Sia-Minio Integration Postmortem

One of the best things I learned from working at Google is the practice of blame-free postmortems. When something goes wrong, you wait until the dust settles, then write a report analyzing what happened. The report explains how the problem occurred and defines concrete steps the team can take to mitigate the problem in the future.

I saw a good opportunity for a postmortem last week. Work officially completed on a bounty-funded project to integrate Sia support into Minio, but it took several months longer than expected and went through multiple large-scale rewrites.

Sia is a decentralized cloud storage technology. I’ve written about it before, as it’s one of my favorite technologies. Minio is an open-source S3-compatible file server. The integration between the two means that users can now back data up to the Sia network using any backup software compatible with Amazon S3.

This integration is a Big Deal, and I’m planning to write a lot more about once the software stablizes following Sia’s December release. In the meantime, I saw a valuable opportunity to lead a postmortem on the integration process. I approached the Nebulous Labs team, and they liked the idea. I contacted the author of the Sia-Minio integration code, who was supportive as well and agreed to contribute to the report with me. The Nebulous Labs and Minio teams reviewed it and approved it for publication, so you can find our full report below:


Minio Integration Bounty Postmortem 🔗︎

Nebulous Labs Incident #1 🔗︎

Date: 2017-12-01

Authors:

  • Michael Lynch - @mtlynch - Sia blogger and /r/siacoin moderator.
  • David Gore - @dvstate - Developer, Bounty winner

Reviewers

  • David Vorick - @taek42 - Lead Developer, Nebulous Labs
  • Zach Herbert - @zherbert - VP of Operations, Nebulous Labs
  • @harshavardhana - Minio maintainer

Background: What is a Postmortem? 🔗︎

A postmortem is an exercise to learn from a recent experience that did not go according to plan.

Postmortems are blame-free: we are identifying problems in our processes that led to bad outcomes. We are not attempting to identify or shame people.

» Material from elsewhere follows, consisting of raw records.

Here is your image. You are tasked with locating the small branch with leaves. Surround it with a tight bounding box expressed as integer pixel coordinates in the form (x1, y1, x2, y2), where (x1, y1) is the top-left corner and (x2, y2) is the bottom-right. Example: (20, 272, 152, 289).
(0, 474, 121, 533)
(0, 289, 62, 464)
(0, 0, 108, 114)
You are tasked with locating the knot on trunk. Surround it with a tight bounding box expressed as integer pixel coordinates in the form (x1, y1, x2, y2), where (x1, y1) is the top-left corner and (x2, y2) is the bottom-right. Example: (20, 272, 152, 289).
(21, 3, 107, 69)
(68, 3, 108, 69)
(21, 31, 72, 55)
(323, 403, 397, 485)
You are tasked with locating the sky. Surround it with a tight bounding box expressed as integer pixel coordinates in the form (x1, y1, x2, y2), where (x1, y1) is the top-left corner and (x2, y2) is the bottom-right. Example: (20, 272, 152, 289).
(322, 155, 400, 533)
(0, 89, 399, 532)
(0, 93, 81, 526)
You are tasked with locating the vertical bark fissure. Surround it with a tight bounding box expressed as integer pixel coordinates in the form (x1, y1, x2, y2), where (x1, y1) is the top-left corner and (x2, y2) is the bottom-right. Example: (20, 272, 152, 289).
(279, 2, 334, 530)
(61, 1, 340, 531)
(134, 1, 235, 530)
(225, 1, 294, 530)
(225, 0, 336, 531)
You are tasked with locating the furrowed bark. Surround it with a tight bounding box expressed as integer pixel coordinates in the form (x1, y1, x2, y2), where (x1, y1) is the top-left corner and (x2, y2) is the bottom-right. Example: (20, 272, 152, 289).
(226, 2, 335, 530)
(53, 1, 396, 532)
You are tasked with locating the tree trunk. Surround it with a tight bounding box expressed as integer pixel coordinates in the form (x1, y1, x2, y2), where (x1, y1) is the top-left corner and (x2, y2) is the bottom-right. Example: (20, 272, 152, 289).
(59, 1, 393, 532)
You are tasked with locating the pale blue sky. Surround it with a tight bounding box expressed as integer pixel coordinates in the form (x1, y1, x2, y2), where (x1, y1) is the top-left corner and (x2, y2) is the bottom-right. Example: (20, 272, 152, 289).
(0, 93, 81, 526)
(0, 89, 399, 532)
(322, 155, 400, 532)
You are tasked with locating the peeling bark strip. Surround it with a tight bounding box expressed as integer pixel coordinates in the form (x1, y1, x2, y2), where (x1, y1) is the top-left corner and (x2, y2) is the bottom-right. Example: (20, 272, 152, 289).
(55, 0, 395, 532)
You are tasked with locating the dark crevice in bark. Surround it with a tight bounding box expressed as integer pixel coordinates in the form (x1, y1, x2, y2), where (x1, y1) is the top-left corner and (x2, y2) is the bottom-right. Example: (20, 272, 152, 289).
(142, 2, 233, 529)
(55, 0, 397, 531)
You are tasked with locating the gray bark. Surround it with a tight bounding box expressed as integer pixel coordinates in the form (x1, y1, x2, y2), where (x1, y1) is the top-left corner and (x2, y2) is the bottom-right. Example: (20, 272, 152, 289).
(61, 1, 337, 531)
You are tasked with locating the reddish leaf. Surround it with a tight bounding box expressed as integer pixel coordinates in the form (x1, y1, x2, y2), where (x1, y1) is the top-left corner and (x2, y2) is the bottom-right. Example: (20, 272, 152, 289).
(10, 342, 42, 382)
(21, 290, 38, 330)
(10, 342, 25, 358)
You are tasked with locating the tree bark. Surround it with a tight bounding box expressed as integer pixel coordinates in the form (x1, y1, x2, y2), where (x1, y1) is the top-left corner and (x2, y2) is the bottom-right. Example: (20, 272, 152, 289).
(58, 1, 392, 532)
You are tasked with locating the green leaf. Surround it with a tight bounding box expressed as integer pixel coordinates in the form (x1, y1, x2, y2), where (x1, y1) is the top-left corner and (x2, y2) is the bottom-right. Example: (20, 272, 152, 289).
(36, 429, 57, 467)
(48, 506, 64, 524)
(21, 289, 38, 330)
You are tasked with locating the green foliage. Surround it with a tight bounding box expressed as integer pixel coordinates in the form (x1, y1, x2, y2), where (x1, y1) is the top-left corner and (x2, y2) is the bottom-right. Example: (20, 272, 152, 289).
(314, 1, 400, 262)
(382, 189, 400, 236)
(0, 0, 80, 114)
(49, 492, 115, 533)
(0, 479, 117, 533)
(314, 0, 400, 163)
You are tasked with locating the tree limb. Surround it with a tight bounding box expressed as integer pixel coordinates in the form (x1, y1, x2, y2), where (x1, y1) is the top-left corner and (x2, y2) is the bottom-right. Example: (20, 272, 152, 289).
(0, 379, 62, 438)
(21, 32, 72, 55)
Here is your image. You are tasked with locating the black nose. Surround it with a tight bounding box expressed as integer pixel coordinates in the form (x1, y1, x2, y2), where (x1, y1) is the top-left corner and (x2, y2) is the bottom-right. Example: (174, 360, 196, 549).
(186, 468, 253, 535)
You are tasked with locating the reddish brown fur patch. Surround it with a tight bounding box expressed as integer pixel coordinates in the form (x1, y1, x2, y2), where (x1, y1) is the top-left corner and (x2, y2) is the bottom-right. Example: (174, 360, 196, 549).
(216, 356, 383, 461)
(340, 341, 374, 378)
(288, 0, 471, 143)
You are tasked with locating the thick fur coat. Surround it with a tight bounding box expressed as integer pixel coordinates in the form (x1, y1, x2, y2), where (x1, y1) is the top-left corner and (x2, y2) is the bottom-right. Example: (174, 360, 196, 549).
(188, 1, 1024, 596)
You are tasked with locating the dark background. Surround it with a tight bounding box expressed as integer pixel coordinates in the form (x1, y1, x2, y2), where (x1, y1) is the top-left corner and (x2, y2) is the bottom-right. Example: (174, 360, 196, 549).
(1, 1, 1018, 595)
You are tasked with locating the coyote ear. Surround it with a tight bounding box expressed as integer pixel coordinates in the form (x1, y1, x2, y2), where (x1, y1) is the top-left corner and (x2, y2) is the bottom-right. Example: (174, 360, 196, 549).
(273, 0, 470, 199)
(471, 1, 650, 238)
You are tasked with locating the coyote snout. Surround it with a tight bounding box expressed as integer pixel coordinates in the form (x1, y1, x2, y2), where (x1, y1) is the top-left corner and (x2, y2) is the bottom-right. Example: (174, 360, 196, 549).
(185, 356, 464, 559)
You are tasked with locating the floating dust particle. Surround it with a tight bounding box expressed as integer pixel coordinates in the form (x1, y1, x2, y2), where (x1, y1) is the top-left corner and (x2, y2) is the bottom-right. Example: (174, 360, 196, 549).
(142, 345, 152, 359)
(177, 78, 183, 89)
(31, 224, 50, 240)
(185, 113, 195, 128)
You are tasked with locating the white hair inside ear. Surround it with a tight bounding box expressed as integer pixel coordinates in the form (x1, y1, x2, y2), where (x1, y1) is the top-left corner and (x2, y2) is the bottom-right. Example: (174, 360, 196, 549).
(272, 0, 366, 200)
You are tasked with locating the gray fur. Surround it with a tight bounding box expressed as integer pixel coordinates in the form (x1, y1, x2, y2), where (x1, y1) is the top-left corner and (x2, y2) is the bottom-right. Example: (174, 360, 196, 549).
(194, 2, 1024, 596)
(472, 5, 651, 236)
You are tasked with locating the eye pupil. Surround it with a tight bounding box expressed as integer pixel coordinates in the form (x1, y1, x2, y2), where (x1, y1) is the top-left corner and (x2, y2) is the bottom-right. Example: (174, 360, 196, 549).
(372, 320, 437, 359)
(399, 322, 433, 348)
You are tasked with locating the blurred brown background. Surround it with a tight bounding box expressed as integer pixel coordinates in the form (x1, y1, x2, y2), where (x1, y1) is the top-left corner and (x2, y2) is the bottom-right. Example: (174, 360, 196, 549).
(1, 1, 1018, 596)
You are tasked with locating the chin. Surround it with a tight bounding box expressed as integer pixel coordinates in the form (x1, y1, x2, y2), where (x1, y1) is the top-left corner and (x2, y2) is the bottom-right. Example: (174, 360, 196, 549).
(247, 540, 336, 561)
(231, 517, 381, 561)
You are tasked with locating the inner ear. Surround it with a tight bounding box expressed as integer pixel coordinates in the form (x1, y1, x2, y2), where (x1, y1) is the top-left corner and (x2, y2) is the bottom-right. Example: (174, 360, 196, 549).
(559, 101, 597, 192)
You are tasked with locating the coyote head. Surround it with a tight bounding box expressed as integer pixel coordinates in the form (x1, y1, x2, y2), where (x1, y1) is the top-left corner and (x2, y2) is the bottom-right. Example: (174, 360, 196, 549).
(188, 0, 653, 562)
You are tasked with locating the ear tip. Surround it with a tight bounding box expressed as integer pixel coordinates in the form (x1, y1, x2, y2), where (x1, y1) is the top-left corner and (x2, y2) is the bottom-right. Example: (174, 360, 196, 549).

It is assumed that all people who participated in the event under discussion are competent and well-intentioned.

See “Postmortem Culture: Learning from Failure” from the SRE book for more details.

Summary 🔗︎

On July 19th, Nebulous Labs announced a 300,000 SC bounty for a working Sia integration with Minio, an open-source S3-compatible file server. Developer David Gore (@dvstate) published a proof of concept five days later, and was awarded the full prize less than 10 days after that.

It took an additional three months for the integration to be merged into the Minio repository. Getting the code accepted into Minio required a complete re-architecting of the code and significant work by @dvstate that was not officially compensated by the bounty.

The integration works, but completion required adding several limitations not anticipated in the bounty:

  • Supports only a limited whitelist of filename characters, more restrictive than what Sia allows.
  • Does not support multipart file transfers.
  • Only two trivial functions have automated test coverage.

Impact 🔗︎

The most significant impact of these events was that integration with a key partner was delayed by several months. Sia gaining S3 compatibility is a huge milestone, but it feels like we lost the “oomph” of the achievement due to how drawn out the process was.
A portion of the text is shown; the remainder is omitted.